Whilst there is certainly room and need for those books, there’s also a need for this book. Because this isn’t about the big stuff, not entirely. It’s about one woman and her journey through a very personal feminism. It’s about pants being annoyingly too small, fashion, eating too much cheese, having a crap dog, rowing with your family and the general business of living. It’s pop-feminism, and we at BadRep are all behind that – the kind of feminism that is easy to access, relevant and doesn’t require you to have digested a thesaurus or the entire works of Helene Cixous in the original french. It’s a “normal” book, and normalising feminism is something I am all for. It does cover some “serious feminist” topics – such as abortion (covered in more detail in a review by Abortion Rights over here), having children, not having children, prostitution, rape, sexism in all its many forms. But you never feel preached at, or patronised.
So, what’s it like to read? Well, it’s a bit like being in the pub with our Editor, Miranda, when she’s had a couple of ciders and is “holding forth”. Certainly as far as goes the excessive use of CAPS LOCK AND EXCLAMATION POINTS TO MAKE THINGS STAND OUT!!!1 To call it “friendly and personal” sounds a bit pat and cliched, but it is. The book takes the form of an autobiography of growing up – poor and in Wolverhampton – and dealing with the challenges of becoming a woman. It’s deeply refreshing to find some non-university educated, working class feminism. Feminism that doesn’t rely heavily on theory. Feminism that makes me laugh, and read sections out to my flatmate so we can both spew milk from our noses. It’s a book that’s easy and fun (yes, feminism can be fun!) to read, and I devoured it in a few hours.
I recommend it, naturally. But I also offer a few caveats. There were a couple of points that I didn’t like, and they came from the same place as the stuff I did like. You see, when you write informally, personally and from the heart, you also tend to be a bit less careful than you might with word use.
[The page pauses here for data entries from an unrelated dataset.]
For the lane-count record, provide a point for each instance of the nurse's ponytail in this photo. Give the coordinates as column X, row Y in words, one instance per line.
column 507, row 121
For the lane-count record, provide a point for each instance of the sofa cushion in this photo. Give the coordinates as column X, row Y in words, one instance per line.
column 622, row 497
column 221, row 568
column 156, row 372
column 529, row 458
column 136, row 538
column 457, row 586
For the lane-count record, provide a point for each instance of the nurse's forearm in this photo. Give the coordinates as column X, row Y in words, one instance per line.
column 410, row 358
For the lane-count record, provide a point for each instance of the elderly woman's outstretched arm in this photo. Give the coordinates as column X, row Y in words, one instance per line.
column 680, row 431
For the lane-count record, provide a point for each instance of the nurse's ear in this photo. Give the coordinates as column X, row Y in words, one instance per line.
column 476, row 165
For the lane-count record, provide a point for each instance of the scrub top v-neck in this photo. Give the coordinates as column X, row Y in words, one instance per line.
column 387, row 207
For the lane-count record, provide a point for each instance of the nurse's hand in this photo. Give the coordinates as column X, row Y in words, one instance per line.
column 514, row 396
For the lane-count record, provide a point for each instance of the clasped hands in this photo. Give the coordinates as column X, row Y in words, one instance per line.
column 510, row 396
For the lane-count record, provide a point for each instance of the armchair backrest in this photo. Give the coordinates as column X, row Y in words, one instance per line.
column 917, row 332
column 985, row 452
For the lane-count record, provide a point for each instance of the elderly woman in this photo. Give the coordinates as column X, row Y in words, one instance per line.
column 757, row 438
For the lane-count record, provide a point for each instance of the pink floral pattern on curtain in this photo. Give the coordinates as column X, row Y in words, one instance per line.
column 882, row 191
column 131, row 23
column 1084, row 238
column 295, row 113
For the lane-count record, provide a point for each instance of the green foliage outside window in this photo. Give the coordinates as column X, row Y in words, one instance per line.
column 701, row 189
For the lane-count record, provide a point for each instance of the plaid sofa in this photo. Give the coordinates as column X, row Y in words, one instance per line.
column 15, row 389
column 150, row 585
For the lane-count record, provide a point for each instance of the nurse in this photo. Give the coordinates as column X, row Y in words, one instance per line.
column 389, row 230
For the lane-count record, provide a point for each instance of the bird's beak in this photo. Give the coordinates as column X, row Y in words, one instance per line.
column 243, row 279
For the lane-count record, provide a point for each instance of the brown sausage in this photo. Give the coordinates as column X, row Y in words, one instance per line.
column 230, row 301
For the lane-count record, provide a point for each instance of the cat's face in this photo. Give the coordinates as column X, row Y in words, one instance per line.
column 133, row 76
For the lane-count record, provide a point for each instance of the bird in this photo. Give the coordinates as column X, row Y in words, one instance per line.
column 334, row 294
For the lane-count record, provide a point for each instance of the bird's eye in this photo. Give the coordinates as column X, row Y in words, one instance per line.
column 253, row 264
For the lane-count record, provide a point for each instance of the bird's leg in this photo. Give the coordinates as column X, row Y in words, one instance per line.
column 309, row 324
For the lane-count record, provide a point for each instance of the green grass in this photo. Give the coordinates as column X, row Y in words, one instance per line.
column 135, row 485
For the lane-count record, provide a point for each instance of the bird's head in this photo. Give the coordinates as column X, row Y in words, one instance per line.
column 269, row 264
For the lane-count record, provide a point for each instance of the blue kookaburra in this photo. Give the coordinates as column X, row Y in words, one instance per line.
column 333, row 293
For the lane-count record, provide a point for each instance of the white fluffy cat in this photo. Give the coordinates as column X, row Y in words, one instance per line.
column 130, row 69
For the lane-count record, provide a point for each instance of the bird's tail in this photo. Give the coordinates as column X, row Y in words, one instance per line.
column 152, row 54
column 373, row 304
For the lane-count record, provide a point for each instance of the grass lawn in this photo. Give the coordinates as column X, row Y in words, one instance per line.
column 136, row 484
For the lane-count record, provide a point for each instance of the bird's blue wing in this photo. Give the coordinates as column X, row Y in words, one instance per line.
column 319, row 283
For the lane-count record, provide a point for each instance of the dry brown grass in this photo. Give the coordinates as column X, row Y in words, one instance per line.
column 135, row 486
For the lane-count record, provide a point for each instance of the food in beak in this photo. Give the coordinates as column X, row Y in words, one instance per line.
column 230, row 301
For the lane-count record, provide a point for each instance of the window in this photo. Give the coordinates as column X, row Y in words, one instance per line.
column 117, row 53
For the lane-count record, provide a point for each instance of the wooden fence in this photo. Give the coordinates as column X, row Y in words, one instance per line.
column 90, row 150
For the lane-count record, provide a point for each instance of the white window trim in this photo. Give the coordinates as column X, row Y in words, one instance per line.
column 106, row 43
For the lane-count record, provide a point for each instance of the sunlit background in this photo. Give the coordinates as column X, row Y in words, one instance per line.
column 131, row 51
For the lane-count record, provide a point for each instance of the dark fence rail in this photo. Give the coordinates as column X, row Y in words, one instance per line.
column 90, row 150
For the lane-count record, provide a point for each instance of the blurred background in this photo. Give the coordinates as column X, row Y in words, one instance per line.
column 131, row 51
And sloppy language is very perilous when you are criticising sexism, which is also about sloppy language, in part. The word “retarded” for example, is used a couple of times, to describe being like someone with a learning disability. This is not cool. It’s a word that we should all stop using (much like “n*gger”). There is no reclaiming this word. End of.
I also found myself getting a bit twitchy with some of her assumptions – and again, these were down to the personal, anecdotal approach. Her feminism is not exactly my feminism. I do not believe, for example, that women are quite so biologically constrained that cystitis is the reason we didn’t found empires. I found the focus in on the experience of living in a cisgender woman’s body and the assumption of “natural” consequences to this a bit disarming. But then, my teenage years were not hers. My growing pains were different.
It is a brave book. It doesn’t pull any punches, and there will be bits that you disagree with. But that’s part of the point of polemics; they stand their ground, pitbull-like, and assert a view. The ensuing debate carries them forward. And the jokes. Still cleaning milk off my t-shirt over the high-heeled shoe bit.